¡Hola, hola! Week 30 is here! Woohoo! And how wonderful it is to know that the Lord has helped us to persevere and not lose heart. For all of us working behind this project it is a great joy to hear from you and know that the Lord is doing a mighty thing in your lives and communities as you open the Word and read it. Our God is faithful and His Word is sure!
I have been thinking this week about the – very simple but nonetheless amazing – fact that when we take the Book of God and read it, we are opening the same book that all of the Redeemed of the Lord have read through the ages all over the world. The same message that sustained them sustains us. The same Truth that has shaken the world before, is the same Truth that is shaking ours today. We are truly united by the same living Word to the family of God through time and space.
All of this thinking gave me the idea to share with you some advice from the Saints from long ago regarding the Scriptures, especially advice on how to read and approach the Scriptures (this explains why our email is longer this week).
John Newton, in one of his letters wrote, “If you sincerely seek the Lord’s direction by prayer, you will of course make use of his appointed means of information, and search the Scriptures. Give me leave to offer you the following advises, while you are reading and comparing spiritual things with spiritual. First, Not to lay too great stress upon a few detached texts, but seek for that sense which is most agreeable to the general strain of the Scripture. The infallible word of God must, doubtless, be consistent with itself: if it does not appear so to us, the obscurity and seeming inconsistency must be charged to the remaining darkness and ignorance of our minds. As many locks, whose wards differ, are opened with equal ease by one master-key; so there is a certain comprehensive view of scriptural truth, which opens hard places, solves objections, and happily reconciles, illustrates, and harmonizes many texts, which to those who have not this master-key, frequently styled the analogy of faith, appear little less than contradictory to each other. When you obtain this key, you will be sure that you have the right sense.”[1]

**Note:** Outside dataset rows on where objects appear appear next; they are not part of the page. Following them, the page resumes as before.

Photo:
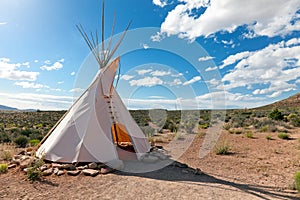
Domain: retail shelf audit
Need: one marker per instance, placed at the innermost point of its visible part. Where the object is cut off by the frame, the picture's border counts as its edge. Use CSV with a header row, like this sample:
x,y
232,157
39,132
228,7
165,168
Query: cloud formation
x,y
11,71
56,66
262,18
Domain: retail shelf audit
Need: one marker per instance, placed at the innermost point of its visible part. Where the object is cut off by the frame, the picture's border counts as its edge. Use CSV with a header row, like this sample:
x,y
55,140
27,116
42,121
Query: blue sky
x,y
177,54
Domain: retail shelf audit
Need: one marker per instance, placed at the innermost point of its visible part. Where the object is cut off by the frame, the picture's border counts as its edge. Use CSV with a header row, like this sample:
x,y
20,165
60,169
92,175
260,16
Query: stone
x,y
27,169
116,164
25,163
180,165
55,170
12,166
198,171
92,165
17,156
90,172
159,155
47,172
82,167
16,161
56,165
22,152
68,167
106,170
60,172
73,172
150,159
44,167
30,153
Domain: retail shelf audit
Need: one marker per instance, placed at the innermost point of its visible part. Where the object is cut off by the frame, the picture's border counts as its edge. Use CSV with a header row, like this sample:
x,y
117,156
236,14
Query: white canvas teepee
x,y
98,123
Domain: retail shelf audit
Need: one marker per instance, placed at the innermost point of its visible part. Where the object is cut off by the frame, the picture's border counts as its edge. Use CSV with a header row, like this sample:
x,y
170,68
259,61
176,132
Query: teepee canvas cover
x,y
88,132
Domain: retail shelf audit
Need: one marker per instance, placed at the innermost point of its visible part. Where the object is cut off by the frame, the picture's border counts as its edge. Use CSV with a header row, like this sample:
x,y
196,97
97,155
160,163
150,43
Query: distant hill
x,y
291,103
7,108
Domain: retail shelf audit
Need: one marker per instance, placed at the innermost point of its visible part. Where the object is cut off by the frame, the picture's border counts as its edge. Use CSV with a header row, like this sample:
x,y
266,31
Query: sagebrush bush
x,y
222,149
34,171
269,137
249,134
7,155
297,181
3,168
21,141
34,143
284,136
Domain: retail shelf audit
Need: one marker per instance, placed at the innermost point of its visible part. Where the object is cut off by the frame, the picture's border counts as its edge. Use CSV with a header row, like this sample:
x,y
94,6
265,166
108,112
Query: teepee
x,y
97,127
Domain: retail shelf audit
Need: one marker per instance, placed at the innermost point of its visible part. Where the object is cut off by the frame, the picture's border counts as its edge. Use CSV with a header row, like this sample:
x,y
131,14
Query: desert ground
x,y
255,168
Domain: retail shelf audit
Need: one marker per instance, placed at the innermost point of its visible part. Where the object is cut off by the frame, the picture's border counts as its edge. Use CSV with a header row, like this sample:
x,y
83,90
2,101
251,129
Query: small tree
x,y
21,141
276,115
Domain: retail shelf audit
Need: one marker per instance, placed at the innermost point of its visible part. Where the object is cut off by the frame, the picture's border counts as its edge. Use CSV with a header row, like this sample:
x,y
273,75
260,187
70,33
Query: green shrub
x,y
203,126
4,138
238,131
276,115
297,181
227,126
284,136
269,137
264,128
3,168
21,141
6,155
249,134
222,149
34,143
34,171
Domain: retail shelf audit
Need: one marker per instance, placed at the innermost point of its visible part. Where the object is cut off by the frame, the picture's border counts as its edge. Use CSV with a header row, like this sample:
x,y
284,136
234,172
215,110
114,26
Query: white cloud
x,y
56,66
177,75
143,71
145,46
176,81
160,3
234,58
293,41
48,62
10,71
271,69
156,97
36,101
76,90
263,18
160,73
205,58
126,77
147,82
193,80
25,84
211,69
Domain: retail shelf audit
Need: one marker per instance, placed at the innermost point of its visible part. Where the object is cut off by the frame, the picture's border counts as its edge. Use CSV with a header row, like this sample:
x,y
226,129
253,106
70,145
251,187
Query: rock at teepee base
x,y
92,165
25,163
106,170
90,172
116,164
73,173
47,172
12,166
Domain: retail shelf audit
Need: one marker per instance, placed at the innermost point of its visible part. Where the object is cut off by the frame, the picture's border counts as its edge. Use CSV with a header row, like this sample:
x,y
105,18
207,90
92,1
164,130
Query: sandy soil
x,y
256,169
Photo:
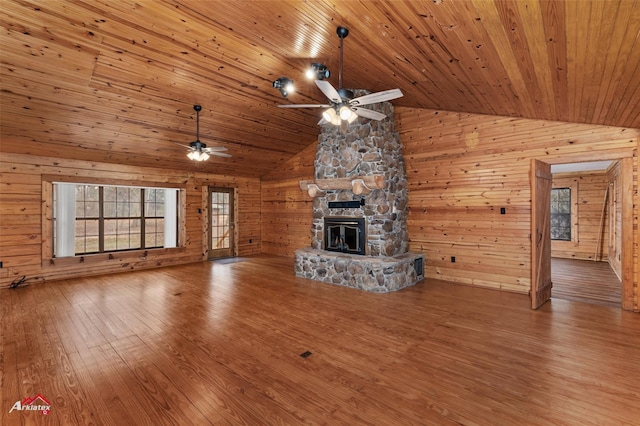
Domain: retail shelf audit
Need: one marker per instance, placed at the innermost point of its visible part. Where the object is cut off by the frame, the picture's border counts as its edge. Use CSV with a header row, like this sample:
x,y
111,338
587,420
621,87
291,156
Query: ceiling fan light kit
x,y
285,85
343,107
198,151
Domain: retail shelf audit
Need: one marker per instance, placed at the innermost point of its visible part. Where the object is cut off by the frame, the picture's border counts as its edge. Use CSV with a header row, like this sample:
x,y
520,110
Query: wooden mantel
x,y
358,184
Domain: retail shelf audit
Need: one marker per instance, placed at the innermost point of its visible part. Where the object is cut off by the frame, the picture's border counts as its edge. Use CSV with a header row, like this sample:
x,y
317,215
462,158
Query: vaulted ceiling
x,y
116,81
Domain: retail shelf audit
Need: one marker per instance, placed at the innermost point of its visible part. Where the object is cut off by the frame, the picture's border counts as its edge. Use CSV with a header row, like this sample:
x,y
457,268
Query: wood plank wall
x,y
462,168
591,230
286,209
23,233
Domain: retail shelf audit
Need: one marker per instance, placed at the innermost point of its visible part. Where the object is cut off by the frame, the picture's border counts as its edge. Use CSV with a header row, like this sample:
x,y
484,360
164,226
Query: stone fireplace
x,y
345,235
360,195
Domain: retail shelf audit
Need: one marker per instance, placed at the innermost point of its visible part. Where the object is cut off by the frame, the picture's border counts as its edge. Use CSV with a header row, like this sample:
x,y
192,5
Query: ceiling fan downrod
x,y
342,34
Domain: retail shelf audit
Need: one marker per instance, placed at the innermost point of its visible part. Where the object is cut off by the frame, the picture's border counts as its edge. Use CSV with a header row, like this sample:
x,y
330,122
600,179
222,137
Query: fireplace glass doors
x,y
345,234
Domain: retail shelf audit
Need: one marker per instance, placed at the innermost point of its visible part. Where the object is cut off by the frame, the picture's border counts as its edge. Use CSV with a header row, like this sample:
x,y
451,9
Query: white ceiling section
x,y
581,167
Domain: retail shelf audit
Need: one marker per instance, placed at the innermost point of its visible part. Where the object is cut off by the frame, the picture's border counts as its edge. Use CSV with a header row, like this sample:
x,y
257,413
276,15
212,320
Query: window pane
x,y
154,233
561,214
109,218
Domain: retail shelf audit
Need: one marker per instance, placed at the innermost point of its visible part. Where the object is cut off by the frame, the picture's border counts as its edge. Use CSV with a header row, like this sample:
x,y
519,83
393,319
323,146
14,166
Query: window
x,y
99,218
561,214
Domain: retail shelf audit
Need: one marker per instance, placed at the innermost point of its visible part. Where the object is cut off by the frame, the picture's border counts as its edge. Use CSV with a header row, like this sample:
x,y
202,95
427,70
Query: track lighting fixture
x,y
317,72
285,85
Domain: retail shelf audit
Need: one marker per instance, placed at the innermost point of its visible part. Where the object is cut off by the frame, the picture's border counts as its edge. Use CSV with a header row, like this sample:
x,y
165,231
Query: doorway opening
x,y
602,275
221,223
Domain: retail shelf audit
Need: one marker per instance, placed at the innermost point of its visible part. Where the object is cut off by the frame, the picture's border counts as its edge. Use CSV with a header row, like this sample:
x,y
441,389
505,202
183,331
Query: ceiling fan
x,y
344,107
199,151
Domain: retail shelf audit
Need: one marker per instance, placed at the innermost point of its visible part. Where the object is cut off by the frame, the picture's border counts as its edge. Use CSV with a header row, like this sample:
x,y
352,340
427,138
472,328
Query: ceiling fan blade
x,y
376,97
329,91
367,113
304,106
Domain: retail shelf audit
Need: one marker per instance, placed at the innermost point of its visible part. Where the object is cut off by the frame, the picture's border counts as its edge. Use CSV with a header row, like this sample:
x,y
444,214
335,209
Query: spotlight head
x,y
285,85
317,72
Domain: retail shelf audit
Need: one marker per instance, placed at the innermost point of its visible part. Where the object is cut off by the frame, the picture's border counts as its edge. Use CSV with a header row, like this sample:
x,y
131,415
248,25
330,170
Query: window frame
x,y
137,253
551,213
560,182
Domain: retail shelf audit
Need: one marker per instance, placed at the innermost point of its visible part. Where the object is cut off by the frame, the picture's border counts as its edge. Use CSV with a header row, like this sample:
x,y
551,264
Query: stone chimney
x,y
359,173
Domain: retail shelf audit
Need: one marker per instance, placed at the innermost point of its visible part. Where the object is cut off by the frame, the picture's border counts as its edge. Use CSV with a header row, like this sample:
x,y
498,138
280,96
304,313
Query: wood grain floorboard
x,y
221,343
585,281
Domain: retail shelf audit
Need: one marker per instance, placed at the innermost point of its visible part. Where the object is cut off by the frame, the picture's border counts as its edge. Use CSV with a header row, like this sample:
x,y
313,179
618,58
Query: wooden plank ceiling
x,y
116,81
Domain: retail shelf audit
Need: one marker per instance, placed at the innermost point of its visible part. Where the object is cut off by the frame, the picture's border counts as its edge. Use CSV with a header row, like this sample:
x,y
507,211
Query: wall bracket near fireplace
x,y
358,184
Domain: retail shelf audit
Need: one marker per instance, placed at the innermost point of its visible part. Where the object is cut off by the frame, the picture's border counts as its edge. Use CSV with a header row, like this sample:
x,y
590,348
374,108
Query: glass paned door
x,y
221,222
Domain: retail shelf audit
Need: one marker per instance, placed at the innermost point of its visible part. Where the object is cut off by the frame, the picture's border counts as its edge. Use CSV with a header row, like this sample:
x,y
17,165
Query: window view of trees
x,y
561,214
113,218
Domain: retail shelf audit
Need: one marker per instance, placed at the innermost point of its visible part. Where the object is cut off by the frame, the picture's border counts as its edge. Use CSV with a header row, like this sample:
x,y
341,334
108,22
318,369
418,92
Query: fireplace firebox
x,y
345,234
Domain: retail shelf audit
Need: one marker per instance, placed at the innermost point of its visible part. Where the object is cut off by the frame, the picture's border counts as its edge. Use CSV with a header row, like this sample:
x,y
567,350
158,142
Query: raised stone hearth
x,y
359,173
371,273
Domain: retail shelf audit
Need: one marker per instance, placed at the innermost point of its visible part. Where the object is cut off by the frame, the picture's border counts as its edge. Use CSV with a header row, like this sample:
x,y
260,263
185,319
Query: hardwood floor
x,y
221,343
585,281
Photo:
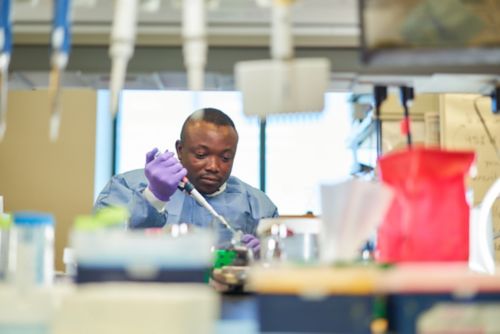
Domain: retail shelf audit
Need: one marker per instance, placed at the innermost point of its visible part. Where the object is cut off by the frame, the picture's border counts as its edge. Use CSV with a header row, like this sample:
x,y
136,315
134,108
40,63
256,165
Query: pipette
x,y
61,41
189,188
5,50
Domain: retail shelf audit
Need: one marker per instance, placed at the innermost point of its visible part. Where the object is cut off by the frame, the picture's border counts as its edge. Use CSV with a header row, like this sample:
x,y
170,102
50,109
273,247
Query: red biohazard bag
x,y
429,217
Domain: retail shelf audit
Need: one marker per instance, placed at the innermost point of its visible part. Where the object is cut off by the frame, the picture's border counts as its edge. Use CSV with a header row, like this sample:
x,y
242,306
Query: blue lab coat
x,y
241,204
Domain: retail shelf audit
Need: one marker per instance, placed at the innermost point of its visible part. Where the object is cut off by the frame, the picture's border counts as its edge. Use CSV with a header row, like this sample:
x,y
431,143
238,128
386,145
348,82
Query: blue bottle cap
x,y
33,218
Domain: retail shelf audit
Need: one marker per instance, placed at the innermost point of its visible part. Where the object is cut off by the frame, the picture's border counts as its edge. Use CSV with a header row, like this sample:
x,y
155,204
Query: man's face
x,y
208,154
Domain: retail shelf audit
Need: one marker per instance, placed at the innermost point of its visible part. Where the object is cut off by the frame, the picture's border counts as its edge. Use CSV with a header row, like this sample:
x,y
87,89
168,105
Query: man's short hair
x,y
209,115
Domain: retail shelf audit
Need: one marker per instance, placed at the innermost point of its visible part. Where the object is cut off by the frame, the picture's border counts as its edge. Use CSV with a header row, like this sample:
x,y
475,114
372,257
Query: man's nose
x,y
213,164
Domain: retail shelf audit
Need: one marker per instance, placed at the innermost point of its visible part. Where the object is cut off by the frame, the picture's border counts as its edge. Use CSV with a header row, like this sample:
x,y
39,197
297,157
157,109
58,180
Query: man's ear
x,y
178,148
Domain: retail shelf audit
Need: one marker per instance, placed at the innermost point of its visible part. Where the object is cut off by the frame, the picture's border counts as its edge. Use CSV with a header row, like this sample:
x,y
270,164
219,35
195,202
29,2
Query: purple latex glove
x,y
251,242
163,173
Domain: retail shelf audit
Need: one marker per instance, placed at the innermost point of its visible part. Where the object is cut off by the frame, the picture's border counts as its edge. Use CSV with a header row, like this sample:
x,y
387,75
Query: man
x,y
206,152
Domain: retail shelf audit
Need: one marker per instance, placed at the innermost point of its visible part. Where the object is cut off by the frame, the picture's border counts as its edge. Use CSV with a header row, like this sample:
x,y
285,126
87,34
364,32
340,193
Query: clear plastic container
x,y
34,234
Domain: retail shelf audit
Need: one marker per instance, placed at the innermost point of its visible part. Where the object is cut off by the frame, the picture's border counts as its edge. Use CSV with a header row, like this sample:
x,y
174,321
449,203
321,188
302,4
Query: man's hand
x,y
251,242
163,172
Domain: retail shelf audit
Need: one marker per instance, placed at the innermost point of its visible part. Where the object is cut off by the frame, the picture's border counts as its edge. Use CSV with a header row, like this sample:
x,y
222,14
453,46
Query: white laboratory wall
x,y
302,150
305,150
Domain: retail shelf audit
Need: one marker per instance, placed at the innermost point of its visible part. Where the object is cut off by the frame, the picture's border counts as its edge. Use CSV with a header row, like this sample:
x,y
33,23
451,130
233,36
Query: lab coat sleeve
x,y
121,192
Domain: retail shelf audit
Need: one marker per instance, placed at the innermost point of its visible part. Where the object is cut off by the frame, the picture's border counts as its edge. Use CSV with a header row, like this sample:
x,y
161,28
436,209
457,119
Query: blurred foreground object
x,y
131,308
430,33
429,218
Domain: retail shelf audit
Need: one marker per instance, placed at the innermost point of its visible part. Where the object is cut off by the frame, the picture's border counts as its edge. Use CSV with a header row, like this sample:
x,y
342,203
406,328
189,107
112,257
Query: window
x,y
303,150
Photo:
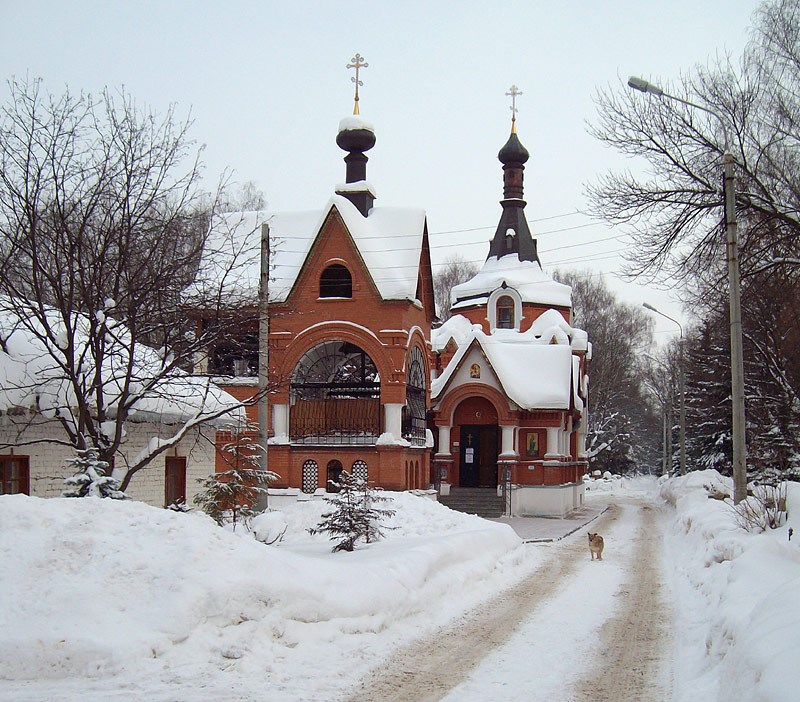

Spurgeon delivered a wonderful sermon on how to read the Bible[2], and I will share his main points here: 1) Read and depend on the Spirit of God: “Look up, reader! The next time the book is in your hands, look up before you open it—and while your eyes are running down the page, look up and pray that God would shine upon it! And when the chapter is finished and you put the book away, take a minute, again, to look up and ask His blessing. If by reading the Scriptures we were only always reminded of the Holy Spirit. If we got no other good from the Scripture, itself, except the turning of our souls to think upon that divine and blessed one, that would be, in itself, an inestimable blessing! Do read, then, thoughtfully remembering the great author.” 2) Read and meditate: “I like to turn it over and over again in my mind, for any one text of the Scriptures you will find to be like the kaleidoscope. Turn it one way and you say,“What a fair truth of God is this!” Turn it another way and you see the same truth, but under how different an aspect! Turn it yet once more—and keep doing it all day—and you will be amazed and delighted to find in how many lights the same truth will appear and what wonderful permutations and combinations you can find in it!” 3) Read and apply: “Endeavor in reading a page of the Scriptures, always to see how much it belongs to you…Ask God not to let your Bible be another man’s Bible, but your own Bible. 4) Read and practice. 5) Read and pray: “A passage in Scripture will often open up when you pray over it…we should pray over every passage in order that we may be enabled to get out of it what God would impart to us. A text is like a treasure chest which is locked—and prayer is the key to open it—and then we get God’s treasure! The text is God’s letter, full of loving words, but prayer must break the seal.” 6) Read and try: “Scripture is not to fit your opinions, but your opinions to conform to the blessed word!” 7) Read and tell out: So you, Christian, who are the noblest work of God, should not be satisfied unless your life is continually spreading around of the truth of God which has been made vital to you and will be new life to others!”
Thomas Watson has some advice on how to read the Bible[3], but I will mention only two points: 1) He encourages us to “get a fervent love for the Scriptures,” and he continues saying, “Prizing refers to the judgment of a man, but love means also the affections. We should delight to be in the pages of God’s Word; we must learn to delight in its comforts and in its reproofs and corrections.” 2) Watson also chooses to encourage those who struggle to profit from their reading saying, “You can profit from reading the Scriptures even if you do not attain to the level of others. Do not judge yourself according to the standard of others.”
I hope you also find encouragement in these words and that you continue to strive to abide in the Word of God:
This week we will read Jeremiah, 2 Timothy, Proverbs 22 and 23, and Psalms 48, 49, 52. And I am sure you will find this to be a banquet that will satisfy your soul.
May our prayer this week be, “Lord, teach us to pray as we read the Word and mediate on it as we pray and work.”